Le Grand Prix de Tennis de Lyon existe depuis 1987. Peu mis en valeur du point de vue médiatique, il a souvent accueilli des "pointures".
Cette année les internationaux n'ont pas vraiment souhaité faire le déplacement mais le public aura la possibilité de voir évoluer Santoro, Clément ou encore Tsonga qui, bien qu'en petite forme, n'a pas l'intention de faire de la figuration.
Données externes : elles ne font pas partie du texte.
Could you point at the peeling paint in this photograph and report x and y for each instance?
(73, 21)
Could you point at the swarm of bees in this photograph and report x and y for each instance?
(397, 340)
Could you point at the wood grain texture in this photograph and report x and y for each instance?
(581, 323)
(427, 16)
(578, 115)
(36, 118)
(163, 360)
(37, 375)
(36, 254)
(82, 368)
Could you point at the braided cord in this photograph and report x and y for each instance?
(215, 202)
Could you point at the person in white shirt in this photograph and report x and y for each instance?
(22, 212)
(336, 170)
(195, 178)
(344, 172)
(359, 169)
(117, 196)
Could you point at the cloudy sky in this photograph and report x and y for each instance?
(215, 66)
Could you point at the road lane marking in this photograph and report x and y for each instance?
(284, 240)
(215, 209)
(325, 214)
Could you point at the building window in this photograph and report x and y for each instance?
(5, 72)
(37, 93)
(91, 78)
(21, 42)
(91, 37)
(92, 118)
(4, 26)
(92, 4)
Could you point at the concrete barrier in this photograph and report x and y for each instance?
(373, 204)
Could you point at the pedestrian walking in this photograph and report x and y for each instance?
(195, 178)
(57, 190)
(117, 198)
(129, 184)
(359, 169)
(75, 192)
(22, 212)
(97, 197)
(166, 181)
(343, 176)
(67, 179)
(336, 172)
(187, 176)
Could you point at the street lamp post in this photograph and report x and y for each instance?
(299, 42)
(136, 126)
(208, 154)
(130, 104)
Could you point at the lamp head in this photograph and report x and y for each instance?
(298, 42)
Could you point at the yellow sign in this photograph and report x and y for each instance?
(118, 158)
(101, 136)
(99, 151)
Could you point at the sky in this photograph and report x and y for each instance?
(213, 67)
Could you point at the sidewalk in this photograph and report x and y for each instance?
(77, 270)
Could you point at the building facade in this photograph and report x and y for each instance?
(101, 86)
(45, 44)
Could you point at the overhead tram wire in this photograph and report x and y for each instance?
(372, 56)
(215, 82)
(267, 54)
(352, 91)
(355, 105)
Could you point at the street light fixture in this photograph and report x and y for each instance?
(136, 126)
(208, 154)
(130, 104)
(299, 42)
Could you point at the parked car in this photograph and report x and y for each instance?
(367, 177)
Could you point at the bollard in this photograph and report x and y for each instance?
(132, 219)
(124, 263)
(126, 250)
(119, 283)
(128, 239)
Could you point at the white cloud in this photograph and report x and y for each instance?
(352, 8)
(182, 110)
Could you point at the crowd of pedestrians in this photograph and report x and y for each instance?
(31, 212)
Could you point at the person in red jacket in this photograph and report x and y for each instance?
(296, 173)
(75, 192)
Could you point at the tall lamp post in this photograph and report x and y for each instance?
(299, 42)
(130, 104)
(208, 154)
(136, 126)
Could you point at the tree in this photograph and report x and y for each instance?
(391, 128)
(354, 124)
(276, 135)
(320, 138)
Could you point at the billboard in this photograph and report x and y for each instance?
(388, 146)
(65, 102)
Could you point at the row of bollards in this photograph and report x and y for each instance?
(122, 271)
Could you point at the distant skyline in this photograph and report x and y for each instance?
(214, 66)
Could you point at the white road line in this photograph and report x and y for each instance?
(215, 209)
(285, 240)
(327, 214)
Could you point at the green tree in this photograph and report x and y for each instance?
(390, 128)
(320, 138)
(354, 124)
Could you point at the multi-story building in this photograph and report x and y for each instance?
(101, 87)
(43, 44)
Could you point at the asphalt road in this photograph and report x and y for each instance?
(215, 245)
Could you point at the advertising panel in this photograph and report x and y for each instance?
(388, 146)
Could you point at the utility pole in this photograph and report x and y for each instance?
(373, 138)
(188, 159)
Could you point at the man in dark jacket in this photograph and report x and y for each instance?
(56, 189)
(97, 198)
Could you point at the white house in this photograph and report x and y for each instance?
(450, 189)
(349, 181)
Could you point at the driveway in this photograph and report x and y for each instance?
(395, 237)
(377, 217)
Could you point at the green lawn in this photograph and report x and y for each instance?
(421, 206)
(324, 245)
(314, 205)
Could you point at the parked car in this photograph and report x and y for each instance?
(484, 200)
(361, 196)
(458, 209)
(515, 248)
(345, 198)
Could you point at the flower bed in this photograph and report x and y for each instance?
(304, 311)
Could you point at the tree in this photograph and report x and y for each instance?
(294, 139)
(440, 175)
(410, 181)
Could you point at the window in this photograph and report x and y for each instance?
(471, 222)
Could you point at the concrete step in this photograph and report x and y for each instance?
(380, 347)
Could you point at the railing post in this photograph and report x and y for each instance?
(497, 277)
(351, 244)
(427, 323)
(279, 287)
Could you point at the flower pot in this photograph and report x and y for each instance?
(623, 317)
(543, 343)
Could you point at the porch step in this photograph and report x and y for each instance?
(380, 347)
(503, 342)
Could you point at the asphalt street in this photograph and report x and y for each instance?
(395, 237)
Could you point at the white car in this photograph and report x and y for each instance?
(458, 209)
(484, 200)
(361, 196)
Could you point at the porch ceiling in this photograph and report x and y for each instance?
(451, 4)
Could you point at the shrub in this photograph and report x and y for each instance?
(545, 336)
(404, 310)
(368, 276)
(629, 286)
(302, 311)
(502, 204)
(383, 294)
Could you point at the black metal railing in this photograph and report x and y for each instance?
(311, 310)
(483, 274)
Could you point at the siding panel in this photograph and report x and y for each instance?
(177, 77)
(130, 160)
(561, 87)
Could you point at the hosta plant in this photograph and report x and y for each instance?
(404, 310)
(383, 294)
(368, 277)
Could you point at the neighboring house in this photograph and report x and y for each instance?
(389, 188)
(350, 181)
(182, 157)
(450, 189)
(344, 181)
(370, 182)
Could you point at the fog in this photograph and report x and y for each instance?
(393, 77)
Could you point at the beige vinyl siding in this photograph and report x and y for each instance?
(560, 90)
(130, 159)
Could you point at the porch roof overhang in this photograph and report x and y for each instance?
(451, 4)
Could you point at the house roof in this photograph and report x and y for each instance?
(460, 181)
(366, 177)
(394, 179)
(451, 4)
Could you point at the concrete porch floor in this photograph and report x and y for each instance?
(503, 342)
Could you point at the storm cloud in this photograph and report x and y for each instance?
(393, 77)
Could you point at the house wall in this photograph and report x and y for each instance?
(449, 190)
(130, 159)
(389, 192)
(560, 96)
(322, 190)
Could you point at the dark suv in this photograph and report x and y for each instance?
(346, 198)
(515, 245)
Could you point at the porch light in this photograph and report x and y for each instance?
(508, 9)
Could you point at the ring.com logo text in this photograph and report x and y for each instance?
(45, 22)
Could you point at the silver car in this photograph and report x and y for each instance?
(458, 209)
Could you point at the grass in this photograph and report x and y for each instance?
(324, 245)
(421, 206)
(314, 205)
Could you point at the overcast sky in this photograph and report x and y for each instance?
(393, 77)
Les résultats du 27 octobre :
Marc GICQUEL (FRA) bat Jérôme HAEHNEL (FRA) 6/1 6/4
Kevin ANDERSON (RSA) bat Simon GREUL (GER) 6/4 4/6 7/6
Michael LLODRA (FRA) bat Lamine OUAHAB (ALG) 6/1 6/2
David GUEZ (FRA) bat Rajeev RAM (USA) 6/2 6/4
Ivan LJUBICIC (CRO) bat Martin VASSALLO ARGUELLO (ARG) 6/3 6/4
Albert MONTANES (ESP) bat Fabrice SANTORO (FRA) 6/4 6/4
Benjamin BECKER (GER) bat Paolo LORENZI (ITA) 6/2 6/2
Jo-Wilfried TSONGA (FRA) bat Kevin KIM (USA) 7(5)/6 7(5)/6
Arnaud CLEMENT (FRA) bat Oscar HERNANDEZ (ESP) 6/1 6/3

Les matchs de jeudi 29 octobre :
Ivan Ljubicic (CRO) - Nicolas Kiefer (ALL)
Paul-Henri Mathieu (FRA) - Marc Gicquel (FRA)
Michaël Llodra (FRA) - Juan Monaco (ARG)
Arnaud Clément (FRA) - Benjamin Becker (ALL) (6-4 / 6-3)
Jo-Wilfried Tsonga (FRA) - Olivier Rochus (BEL)
Gilles Simon (FRA) - David Guez (FRA)

Les quart de finales
Arnaud Clément (FRA) -Jo-Wilfried Tsonga (FRA) (5-7 / 6-4 / 7-6)
Ivan Ljubicic (CRO) - Florent Serra (7-6 / 6-2)
Michaël Llodra (FRA) - Marc Gicquel (7-6 / 6-4)
Gilles Simon (FRA) Julien Benneteau (7-6 / 6-3)


Les demi-finales
14h: Clément - Ljubicic (2-6 / 4-6)
16h: Llodra - Simon (6-7 / 6-3 / 7-6)


Finale dimanche 1er novembre
Llodra - Ljubicic (5-7 / 3-6)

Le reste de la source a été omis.